In an web entry in 2010, Fisher reminisced about when she first met Wakefield in 1997 and described him as a freedom fighter.
“Anyway, Ms. Fisher is someone who says she is not “anti-vaccine,” but just has a lot of questions about the long term effect of using a lot of vaccines,” Maher continued. “After devoting her life to studying this, she says that the influenza vaccine studies that have been done ‘are not persuasive in proving that a seasonal flu shot provides immunity.'”
Maher cited other now-debunked vaccination skeptical research during a 2005 interview with then-CNN host Larry King in which he claimed that getting a flu shot increases a person’s risk of Alzheimer’s disease.
“A flu shot is the worst thing you can do,” Maher said. “Because it’s got … mercury.”
The presence of mercury in the preservative thimerosal has been a concern for vaccination skeptics who claim that it causes developmental delays in children. As presidential candidates in 2008, both Barack Obama and Hillary Clinton endorsed a complete ban of the compound. (RELATED: In 2008 Questionnaire, Obama, Hillary Revealed Concerns About Vaccines)
Thimerosal has not been linked to autism in any rigorous study. Even after the federal government drastically reduced its use in vaccines — which they did solely for precautionary reasons and under pressure from vaccination skeptics — autism rates have continued to increase.
“It prevents flu,” King told Maher, defending the influenza vaccine, which is the only that currently contains thimerosal.
Maher denied the claim, saying that the long-term consequences are worse.
“Well, I hate to tell you, Larry, but if you have a flu shot for more than five years in a row, there’s ten times the likelihood that you’ll get Alzheimer’s disease,” Maher said, and began suggesting that King stop getting the shot.
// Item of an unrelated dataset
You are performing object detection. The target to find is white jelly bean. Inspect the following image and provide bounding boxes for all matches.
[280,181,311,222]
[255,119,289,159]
The source of Maher’s claim has been traced back to a South Carolina-based physician named Hugh Fudenberg, who in 1997 presented his findings on the vaccine-Alzheimer’s link at an international vaccination symposium hosted by Fisher’s National Vaccine Information Center. Fudenberg was also a collaborator on Wakefield’s now-retracted autism study.
As anti-vaccination views have been pushed to the fringe, Maher has largely avoided the topic on his show. But his vaccination skeptical views resurfaced last month — albeit in a toned-down version — during an interview on his show with Dr. Atul Gawande.
“Flu vaccines are bullshit,” Maher claimed, citing recent reports that the flu vaccine was only 23 percent effective.
“This year’s vaccine, we have a particularly virulent strain that has what’s called genetic drift,” explained Gawande. “It can change on the spot.”